We'll be starting the third disc tomorrow. He has finished the book which was a general overview of the war; he is working right along on Gods and Generals; tomorrow we will be doing some of Walt Whitman's war poems and poems for mourning Lincoln and reading one of the Civil War chapters of the very fun history book called What If?; next week we will be moving on to a great little book called April, 1865, The Month That Saved America.
Hmmmmm - Andersonville might be just a big too graphic for Mr. Sunshine. Some of the pictures of the starved Union soldiers are horrific.
Duchess, I love talking about the Civil War almost as much as talking about Covenant - so if Mr.S wants to PM me or email me, then please tell him to do so!
maybe the conditions in brief, and a whole lesson when he gets older? i'm betting that he knows more about the war already than most kids in high school. keep up the good work!
The conditions in brief, certainly. But yes, I will probably steer away from more graphic stuff. He loved watching Band of Brothers with me and Calibaby, but he couldn't take more than an instant or two of the concentration camp scenes without having to leave the room. I had a long talk with him after, and he did understand that such awful things did happen to perfectly innocent people, and that is why both of his grandfathers fought in the war - so that such things could be ended.
I know learning about things like the Holocaust (or Andersonville, where so many died in such horrible conditions) are very important - but he' s a little young yet for some of the more graphic renditions about such things.
Even though it bothered the kids (my older son said every kid in his class cried, right along with the teacher) I was very glad that our school district required the seniors to read and discuss Night last year. And then at his university, all of the incoming freshmen were handed a memoir about the Killing Fields in Cambodia called First They Killed My Father, written by a woman who survived after being sent to the fields as a child. Every incoming freshman was to read that book, and on the Sunday before classes started they all had to gather in the biggest auditorium in campus to talk about it, then broke into small groups to discuss it.
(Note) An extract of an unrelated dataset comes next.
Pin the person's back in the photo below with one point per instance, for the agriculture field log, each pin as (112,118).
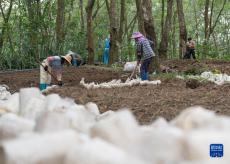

So eventually, in a few years - yes -he can probably handle the more intense and graphic stuff. But for now he is only 13, and the concepts are enough.
fair enough. and let me say that you rock for teaching him more history than he is likely to get anywhere else. if we had more parents like you the world would be better off.
Duchess, if you still have the first disc to this set, be sure to watch the special features, particularly the interviews with George Will and Shelby Foote, and especially the interview with the Jay Unger (the fiddler who wrote "Ashokan Farewell.")
We're in the middle of disc four now; I think we will be sad to see it end. It's just so well done and well presented.
Oddly enough, the first disc skipped like mad. The second also skipped, but not quite as much as the first. The third and fourth have not had any problems with playing at all. Not going to complain about that, either.
I've had skipping problems with a couple of other rented discs; I think some of them just get dirty after awhile.